One of the key results in missing data literature says that the missing-data mechanism should be taken into account in the statistical analysis for informative missing values, whereas it can be ignored in the other types of missing values. This can be done by directly modeling it, but it often requires strong assumptions on the data and can lead to time-consuming algorithms. This can be also done by indirectly accounting for it, for example by adding the information of the location of the missing values to the statistical analysis.

 

What are the challenges related to this topic?

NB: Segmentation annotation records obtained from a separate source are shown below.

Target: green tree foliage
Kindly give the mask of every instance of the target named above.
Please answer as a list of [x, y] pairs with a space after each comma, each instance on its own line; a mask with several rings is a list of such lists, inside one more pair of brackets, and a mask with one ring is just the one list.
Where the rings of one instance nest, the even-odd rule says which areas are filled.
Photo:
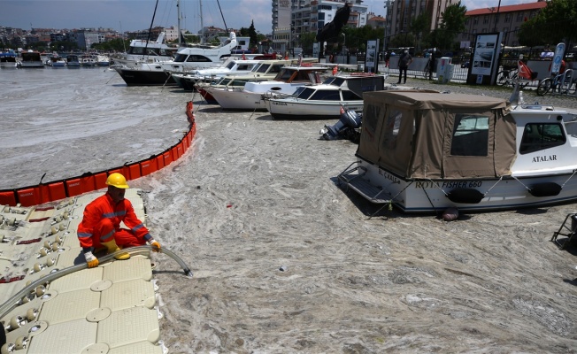
[[431, 14], [421, 12], [411, 21], [410, 31], [417, 38], [417, 50], [420, 50], [421, 40], [431, 27]]
[[312, 44], [317, 42], [317, 34], [314, 32], [305, 32], [301, 35], [301, 47], [306, 54], [312, 54]]
[[555, 0], [521, 25], [518, 34], [522, 45], [555, 45], [577, 40], [577, 1]]
[[439, 28], [435, 32], [432, 36], [435, 44], [444, 50], [452, 50], [455, 48], [457, 42], [456, 38], [461, 32], [465, 31], [466, 27], [465, 22], [466, 20], [465, 13], [466, 7], [461, 5], [461, 3], [453, 4], [447, 6], [444, 12], [442, 12], [442, 21]]

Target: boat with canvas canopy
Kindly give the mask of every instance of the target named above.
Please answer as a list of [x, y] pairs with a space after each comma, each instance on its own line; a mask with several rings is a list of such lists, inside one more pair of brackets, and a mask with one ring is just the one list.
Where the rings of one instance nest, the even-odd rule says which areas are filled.
[[338, 181], [372, 203], [423, 213], [577, 200], [577, 112], [422, 90], [364, 98], [356, 160]]

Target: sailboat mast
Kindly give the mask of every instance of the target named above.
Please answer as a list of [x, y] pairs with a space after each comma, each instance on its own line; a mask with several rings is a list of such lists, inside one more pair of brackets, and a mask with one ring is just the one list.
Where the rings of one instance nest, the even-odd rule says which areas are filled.
[[200, 4], [200, 28], [201, 28], [201, 37], [200, 43], [204, 44], [204, 25], [203, 24], [203, 0], [198, 0]]
[[176, 31], [178, 32], [178, 45], [184, 47], [184, 38], [182, 38], [182, 32], [181, 30], [181, 19], [182, 14], [181, 12], [181, 0], [176, 1], [176, 11], [178, 11], [178, 21], [176, 22]]

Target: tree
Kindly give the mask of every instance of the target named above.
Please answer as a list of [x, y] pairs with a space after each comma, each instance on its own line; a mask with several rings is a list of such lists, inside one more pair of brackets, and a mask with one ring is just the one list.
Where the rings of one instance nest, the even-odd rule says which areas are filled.
[[431, 14], [427, 12], [421, 12], [419, 16], [415, 17], [411, 21], [411, 26], [409, 29], [417, 38], [417, 50], [420, 51], [420, 42], [423, 37], [423, 35], [427, 35], [430, 32], [429, 28], [431, 27]]
[[527, 46], [571, 43], [577, 40], [576, 27], [577, 1], [550, 1], [535, 17], [521, 25], [519, 42]]
[[455, 47], [457, 35], [465, 31], [466, 7], [461, 3], [447, 6], [442, 12], [442, 21], [435, 32], [433, 38], [437, 42], [437, 46], [442, 49], [452, 50]]
[[250, 48], [256, 47], [258, 44], [258, 37], [257, 36], [257, 31], [255, 30], [255, 21], [250, 22], [250, 27], [249, 27], [249, 36], [250, 37]]

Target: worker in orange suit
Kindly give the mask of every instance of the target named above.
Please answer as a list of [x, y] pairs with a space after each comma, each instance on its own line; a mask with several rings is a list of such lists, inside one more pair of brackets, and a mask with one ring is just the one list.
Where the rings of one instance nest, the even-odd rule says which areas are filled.
[[[84, 208], [82, 221], [78, 225], [78, 240], [84, 250], [88, 268], [98, 266], [94, 250], [106, 248], [113, 253], [127, 247], [142, 246], [148, 242], [158, 251], [160, 243], [155, 241], [148, 228], [138, 219], [129, 200], [124, 198], [128, 188], [127, 179], [120, 173], [112, 173], [106, 179], [108, 190]], [[120, 227], [120, 221], [128, 229]], [[128, 253], [120, 253], [116, 259], [128, 259]]]

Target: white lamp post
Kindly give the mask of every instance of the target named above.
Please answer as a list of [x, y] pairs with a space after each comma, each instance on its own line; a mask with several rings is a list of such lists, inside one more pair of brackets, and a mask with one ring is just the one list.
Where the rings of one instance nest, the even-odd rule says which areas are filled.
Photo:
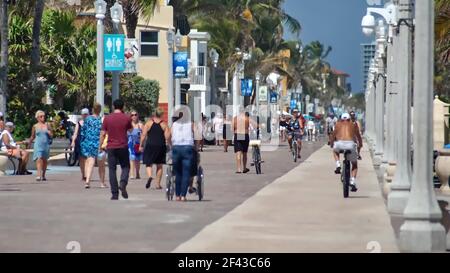
[[[119, 33], [119, 24], [123, 15], [122, 5], [118, 1], [111, 7], [111, 19], [113, 21], [113, 33]], [[120, 97], [119, 91], [119, 76], [118, 71], [113, 71], [112, 73], [112, 101], [115, 101]]]
[[414, 171], [400, 228], [400, 250], [444, 251], [445, 229], [433, 187], [434, 1], [416, 0]]
[[[180, 34], [180, 31], [177, 31], [175, 34], [175, 46], [178, 49], [181, 47], [183, 42], [183, 36]], [[175, 79], [175, 106], [180, 107], [181, 105], [181, 81], [179, 78]]]
[[211, 92], [212, 96], [211, 96], [211, 104], [217, 104], [217, 84], [216, 84], [216, 68], [217, 68], [217, 64], [219, 63], [219, 53], [217, 52], [217, 50], [215, 48], [211, 48], [211, 50], [209, 51], [209, 58], [212, 60], [213, 62], [213, 68], [212, 70], [212, 75], [211, 75], [211, 85], [213, 88], [213, 91]]
[[[411, 189], [411, 90], [412, 90], [412, 29], [413, 1], [400, 0], [400, 23], [398, 24], [398, 76], [397, 86], [398, 116], [397, 168], [388, 196], [388, 210], [391, 214], [402, 215]], [[403, 22], [403, 23], [402, 23]]]
[[256, 89], [256, 113], [259, 116], [259, 81], [261, 80], [261, 73], [259, 71], [256, 72], [255, 74], [255, 80], [256, 80], [256, 85], [255, 85], [255, 89]]
[[[104, 80], [104, 66], [103, 66], [103, 20], [106, 14], [106, 2], [104, 0], [96, 0], [95, 18], [97, 19], [97, 91], [96, 101], [104, 109], [105, 106], [105, 80]], [[103, 110], [102, 110], [103, 111]]]
[[174, 108], [174, 92], [173, 92], [173, 50], [175, 43], [175, 33], [172, 29], [167, 31], [167, 46], [169, 51], [169, 84], [168, 84], [168, 100], [167, 100], [167, 109], [168, 109], [168, 117], [169, 117], [169, 125], [172, 125], [172, 117], [173, 117], [173, 108]]

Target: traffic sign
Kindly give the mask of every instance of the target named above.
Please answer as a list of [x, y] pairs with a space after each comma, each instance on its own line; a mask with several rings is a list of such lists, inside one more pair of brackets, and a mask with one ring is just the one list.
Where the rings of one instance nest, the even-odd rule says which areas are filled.
[[125, 69], [125, 35], [105, 34], [103, 41], [105, 71], [123, 71]]

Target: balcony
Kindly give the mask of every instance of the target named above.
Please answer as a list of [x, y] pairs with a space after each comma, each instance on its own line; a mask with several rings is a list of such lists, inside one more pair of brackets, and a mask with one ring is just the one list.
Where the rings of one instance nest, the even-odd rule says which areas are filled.
[[181, 79], [182, 84], [189, 84], [189, 91], [207, 91], [209, 86], [209, 68], [197, 66], [189, 69], [188, 78]]

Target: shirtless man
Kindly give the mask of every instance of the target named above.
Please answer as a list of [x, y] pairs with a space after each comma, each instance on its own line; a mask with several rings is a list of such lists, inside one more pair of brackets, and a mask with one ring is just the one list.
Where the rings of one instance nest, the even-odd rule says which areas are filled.
[[348, 113], [342, 114], [341, 121], [336, 123], [331, 138], [331, 147], [333, 147], [333, 156], [336, 161], [336, 174], [341, 173], [340, 151], [349, 150], [349, 160], [352, 163], [352, 174], [350, 186], [352, 192], [356, 192], [356, 175], [358, 173], [358, 153], [357, 147], [362, 147], [362, 138], [358, 127], [351, 121]]
[[[250, 144], [250, 126], [257, 128], [257, 124], [250, 119], [248, 112], [241, 111], [240, 114], [233, 118], [234, 131], [234, 152], [236, 154], [236, 173], [248, 173], [247, 168], [247, 153]], [[242, 163], [242, 168], [241, 168]]]

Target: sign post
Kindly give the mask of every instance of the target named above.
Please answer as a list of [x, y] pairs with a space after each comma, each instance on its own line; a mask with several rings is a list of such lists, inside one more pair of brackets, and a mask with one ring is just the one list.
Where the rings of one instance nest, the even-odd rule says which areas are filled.
[[104, 36], [105, 71], [123, 71], [125, 69], [125, 35], [105, 34]]

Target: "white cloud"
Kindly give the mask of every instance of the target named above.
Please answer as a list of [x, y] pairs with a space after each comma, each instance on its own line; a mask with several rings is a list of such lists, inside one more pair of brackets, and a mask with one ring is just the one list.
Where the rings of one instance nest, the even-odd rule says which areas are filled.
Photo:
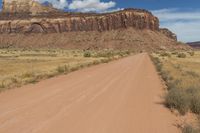
[[116, 3], [113, 1], [101, 2], [100, 0], [73, 0], [72, 3], [69, 4], [69, 9], [81, 12], [103, 12], [115, 6]]
[[68, 6], [67, 0], [35, 0], [40, 3], [49, 2], [53, 5], [54, 8], [64, 9]]
[[[40, 3], [49, 2], [53, 7], [58, 9], [70, 9], [80, 12], [106, 12], [116, 6], [113, 1], [101, 2], [100, 0], [35, 0]], [[113, 9], [112, 9], [113, 10]]]
[[167, 27], [184, 42], [200, 40], [200, 10], [161, 9], [152, 11], [160, 19], [161, 27]]

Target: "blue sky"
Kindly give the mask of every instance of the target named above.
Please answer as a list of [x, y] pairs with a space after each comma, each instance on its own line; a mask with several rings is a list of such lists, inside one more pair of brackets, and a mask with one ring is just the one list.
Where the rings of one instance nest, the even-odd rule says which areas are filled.
[[[70, 11], [107, 12], [123, 8], [144, 8], [156, 15], [184, 42], [200, 41], [200, 0], [35, 0], [49, 1], [54, 7]], [[0, 3], [1, 0], [0, 0]]]

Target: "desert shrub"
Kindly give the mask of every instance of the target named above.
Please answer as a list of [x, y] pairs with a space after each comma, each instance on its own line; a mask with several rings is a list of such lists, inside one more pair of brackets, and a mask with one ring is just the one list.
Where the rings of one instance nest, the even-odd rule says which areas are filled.
[[179, 54], [177, 55], [177, 57], [178, 57], [178, 58], [186, 58], [187, 56], [186, 56], [185, 53], [179, 53]]
[[84, 57], [91, 57], [91, 56], [92, 56], [92, 54], [91, 54], [90, 51], [85, 51], [84, 52]]
[[66, 72], [69, 72], [69, 68], [68, 66], [64, 65], [64, 66], [58, 66], [56, 71], [58, 73], [66, 73]]
[[190, 56], [194, 56], [195, 55], [195, 52], [194, 51], [191, 51], [191, 52], [188, 52]]
[[172, 54], [173, 54], [173, 55], [177, 55], [177, 54], [178, 54], [178, 52], [172, 52]]
[[162, 71], [161, 73], [161, 76], [162, 76], [162, 79], [164, 80], [164, 81], [168, 81], [169, 80], [169, 72], [167, 72], [167, 71]]
[[163, 65], [162, 63], [160, 62], [160, 59], [158, 57], [151, 57], [154, 64], [156, 65], [156, 69], [161, 72], [162, 71], [162, 68], [163, 68]]
[[163, 53], [160, 54], [160, 56], [162, 56], [162, 57], [171, 57], [171, 54], [167, 53], [167, 52], [163, 52]]
[[[116, 53], [116, 54], [120, 54], [119, 53]], [[114, 52], [113, 51], [100, 51], [100, 52], [97, 52], [97, 55], [96, 57], [104, 57], [104, 58], [110, 58], [110, 57], [113, 57], [114, 56]]]
[[171, 89], [165, 97], [165, 104], [171, 109], [177, 109], [181, 114], [185, 114], [190, 106], [188, 95], [180, 89]]
[[183, 127], [182, 129], [182, 133], [198, 133], [196, 129], [194, 129], [194, 127], [192, 127], [191, 125], [186, 125]]
[[200, 89], [198, 87], [191, 87], [187, 90], [190, 96], [190, 110], [193, 113], [200, 114]]
[[190, 75], [192, 77], [195, 77], [195, 78], [198, 78], [199, 77], [199, 74], [194, 72], [194, 71], [186, 71], [186, 74], [187, 75]]
[[180, 79], [171, 80], [170, 82], [167, 82], [168, 90], [177, 88], [177, 85], [179, 85], [181, 82], [182, 82], [182, 80], [180, 80]]
[[26, 73], [22, 74], [22, 78], [31, 78], [34, 76], [35, 76], [35, 73], [33, 73], [33, 72], [26, 72]]
[[0, 88], [5, 88], [5, 84], [3, 81], [0, 83]]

The main challenge in my research field is to find solutions that are both theoretically sound and suitable for real data applications. An ideal algorithm would be one that manages several heterogeneous data (i.e. continuous and categorical data) that contains different types of missing data for several purposes (prediction, imputation, clustering). To achieve this, one of the key issues is to know how to test the missing-data mechanism, because in a real data set, even with discussions with experts, it may be difficult to distinguish informative missing variables, which would be treated specifically, from others. Of course, there is also a real challenge in terms of computing time and accessibility of algorithms. For example, for applications in medicine, diagnoses must be made quickly and doctors must have an easy-to-use application. Finally, the algorithms must be safe and interpretable, an important challenge is also to be able to quantify the errors made by the machine learning algorithm.

 

What are the real-world impacts, issues?

Advances in missing values can have a huge impact in the real world. Missing data are really present in almost every real dataset, simply because it is really difficult to collect clean data.
For example, my PhD work was motivated by a real data set, the Traumabase data set, which contains clinical measurements (250 variables) on 20,000 traumatized patients, i.e. patients who have suffered a trauma (car accident, fall, etc). The aim is to assist medical doctors for their decision making in emergency situations. For example, given one patient’s pre-hospital features, could we predict the risk of an hemorrhagic shock? There are many other challenges raised by this data set, as identifying relevant groups of patients sharing similarities, or imputing the missing values to get a complete data set.
My postdoctoral work is also motivated by a public health application: predicting and monitoring cancer treatment response, by using a clinical data set involving both clinical and biological tabular data, and medical images. As it is time-expensive for the doctors to label each medical image, the data set contains both unlabeled and labeled images. Combining image classification with other tasks on different sources (including tabular data sets), the final goal will be to predict whether the treatment would be beneficial for the patient or not. Predicting the response to treatment is an essential task to be able to practice personalized medicine and therefore a key ingredient to improve the well-being of patients, especially for cancer, for which treatments are very cumbersome.